The Singapore selection is more limited (although still extensive), but the good news is that they will ship anything from their UK offices to Singapore. Within the list I was delighted to discover some fine red Burgundies from Nicolas Potel's Collection Bellenum. These are wines obtained directly from the cellars of anonymous producers in Burgundy and relabelled under the Maison Roche de Bellene name. Thus although the vintage and appellation are known, the  producer can only be guessed at.

As expected, the dinner yielded a plethora of fascinating wines. Coincidentally, most were reds either from Bordeaux, Burgundy, Spain or the USA. My Chambolle-Musigny, Derrière la Grange 1er Cru 1996 was light and delicate, slightly dominated by acidity with typical Pinot floral notes and red fruits. Alas, the cork yielded few clues as to the producer, but from some sleuthing on the Internet, I have it on good authority that it was most likely from Domaine Louis Remy (since renamed to Domaine Chantal Remy). I am glad that it was one of the first wines to be opened, as the next wine, the Domaine Prieuré Roch Vosne-Romanée Le Clos Goillotte 2002 was much sturdier with rich notes of wood, coffee bean, cacao and redcurrants. The wine was bottled unsulphured, and showed amazing length.

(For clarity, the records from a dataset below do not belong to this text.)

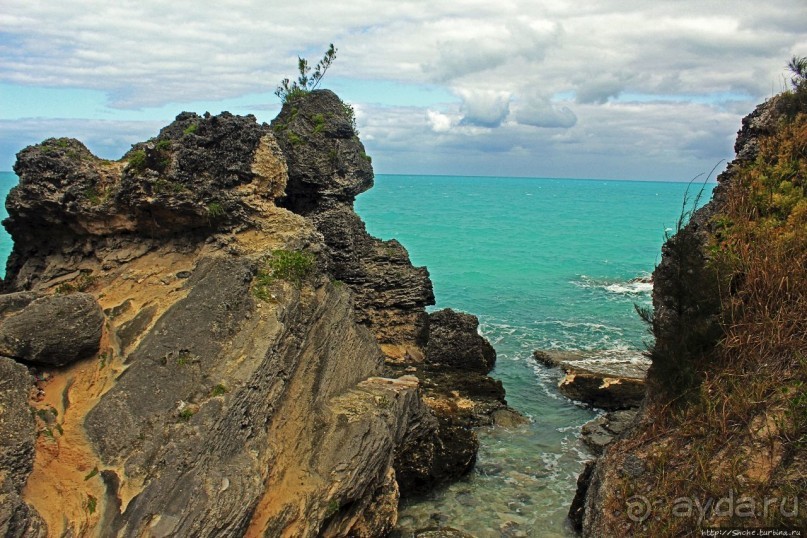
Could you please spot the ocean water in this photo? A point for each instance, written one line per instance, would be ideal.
(545, 264)
(7, 180)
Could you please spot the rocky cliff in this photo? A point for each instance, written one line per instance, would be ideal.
(719, 441)
(201, 339)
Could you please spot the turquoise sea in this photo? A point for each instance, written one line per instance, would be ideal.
(545, 264)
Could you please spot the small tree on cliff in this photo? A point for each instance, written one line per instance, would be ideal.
(306, 81)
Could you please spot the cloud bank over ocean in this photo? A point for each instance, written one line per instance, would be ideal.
(631, 90)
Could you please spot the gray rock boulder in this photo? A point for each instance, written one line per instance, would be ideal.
(608, 380)
(53, 330)
(455, 342)
(17, 441)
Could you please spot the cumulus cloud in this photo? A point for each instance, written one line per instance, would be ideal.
(484, 108)
(539, 111)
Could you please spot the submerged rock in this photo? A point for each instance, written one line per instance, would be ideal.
(601, 379)
(250, 318)
(603, 430)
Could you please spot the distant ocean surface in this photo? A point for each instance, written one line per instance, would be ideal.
(545, 264)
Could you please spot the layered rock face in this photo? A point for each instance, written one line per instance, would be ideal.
(744, 451)
(209, 322)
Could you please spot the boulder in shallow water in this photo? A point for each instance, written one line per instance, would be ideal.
(605, 379)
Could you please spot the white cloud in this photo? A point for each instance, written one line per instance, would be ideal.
(440, 123)
(513, 66)
(484, 108)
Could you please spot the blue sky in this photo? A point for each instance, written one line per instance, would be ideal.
(623, 89)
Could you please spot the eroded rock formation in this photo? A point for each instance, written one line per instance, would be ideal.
(236, 322)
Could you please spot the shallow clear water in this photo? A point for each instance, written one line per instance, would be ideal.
(545, 264)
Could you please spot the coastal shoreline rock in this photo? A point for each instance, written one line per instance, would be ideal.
(252, 345)
(599, 379)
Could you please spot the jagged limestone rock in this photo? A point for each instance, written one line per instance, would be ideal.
(17, 442)
(53, 330)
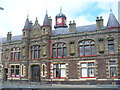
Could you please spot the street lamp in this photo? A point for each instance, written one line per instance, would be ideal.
(1, 8)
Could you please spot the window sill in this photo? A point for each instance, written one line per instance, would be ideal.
(87, 56)
(59, 77)
(113, 77)
(111, 54)
(59, 57)
(15, 60)
(36, 59)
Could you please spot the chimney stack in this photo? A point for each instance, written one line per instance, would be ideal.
(9, 36)
(72, 26)
(119, 11)
(99, 22)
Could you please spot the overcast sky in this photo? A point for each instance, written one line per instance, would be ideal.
(84, 12)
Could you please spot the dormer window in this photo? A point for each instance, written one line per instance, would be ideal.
(111, 49)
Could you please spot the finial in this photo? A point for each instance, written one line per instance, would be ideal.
(60, 9)
(36, 18)
(46, 7)
(110, 8)
(28, 14)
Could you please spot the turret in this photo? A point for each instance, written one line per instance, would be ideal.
(9, 36)
(72, 26)
(27, 28)
(60, 20)
(99, 23)
(112, 21)
(46, 27)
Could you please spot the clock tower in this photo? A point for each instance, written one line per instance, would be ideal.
(60, 20)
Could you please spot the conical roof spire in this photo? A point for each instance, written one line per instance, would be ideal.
(36, 21)
(46, 20)
(27, 24)
(112, 21)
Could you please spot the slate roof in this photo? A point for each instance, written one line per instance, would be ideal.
(27, 25)
(14, 38)
(78, 29)
(112, 21)
(46, 20)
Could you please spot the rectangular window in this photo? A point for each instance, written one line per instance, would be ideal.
(84, 72)
(36, 54)
(64, 52)
(54, 53)
(59, 71)
(81, 51)
(87, 50)
(59, 52)
(32, 52)
(111, 49)
(87, 70)
(113, 69)
(15, 70)
(93, 50)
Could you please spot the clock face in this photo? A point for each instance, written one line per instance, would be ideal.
(59, 20)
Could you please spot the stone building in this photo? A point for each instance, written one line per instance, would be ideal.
(69, 54)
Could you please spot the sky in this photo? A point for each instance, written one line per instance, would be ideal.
(84, 12)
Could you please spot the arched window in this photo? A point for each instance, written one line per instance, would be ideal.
(87, 48)
(111, 48)
(15, 54)
(35, 52)
(59, 50)
(1, 55)
(43, 70)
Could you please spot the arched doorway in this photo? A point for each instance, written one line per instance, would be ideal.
(5, 74)
(35, 73)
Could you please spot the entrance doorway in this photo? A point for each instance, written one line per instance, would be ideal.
(6, 74)
(35, 73)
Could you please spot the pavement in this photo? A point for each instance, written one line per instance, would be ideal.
(35, 85)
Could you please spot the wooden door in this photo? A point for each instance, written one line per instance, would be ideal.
(35, 73)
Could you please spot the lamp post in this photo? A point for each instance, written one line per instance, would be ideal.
(1, 8)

Representing Spain were wines from various regions including Rioja, Ribera del Duero and a particularly interesting Bodegas Viña Magaña Torcas 2002 from Navarra. A Bordeaux blend with Syrah, the flavour profile was that of sour cherry, black fruits, spice and a curious note of incense that added an exotic touch. Delicious and very well-priced.

The wine that blew me away was the Beaulieu Vineyard 1966 Cabernet Sauvignon. Superbly integrated yet with still intense flavours and delicious tertiary elements, this wine shows the incredible longevity of Napa Valley wines. Upon tasting it, a fellow sommelier commented that it had the signature "Rutherford dust", a tasting term referring to the specific terroir of the Rutherford AVA. I do not think that it refers to tasting of dust specifically, although there was a wonderful earthiness to the wine. A rare treat indeed!

There were also some eclectic additions to the line-up such as a Texan wine and an unfiltered sherry (the last being discreetly slipped in by myself). As can be expected, the Becked Vineyards Claret 2005 was quite a big, burly wine, with a rich jammy sweetness and a noticeable charry note. Compared to regular sherries, the Hidalgo La Gitana Manzanilla "en Rama" was turbo-charged, with precise and clear saline notes and a long, nutty finish. Mix this with some oily olives and you are in heaven. Really a pity that sherry does not find much favour in Singapore.

The final tally of the evening, taken at around 3am, was a total of 23 wines.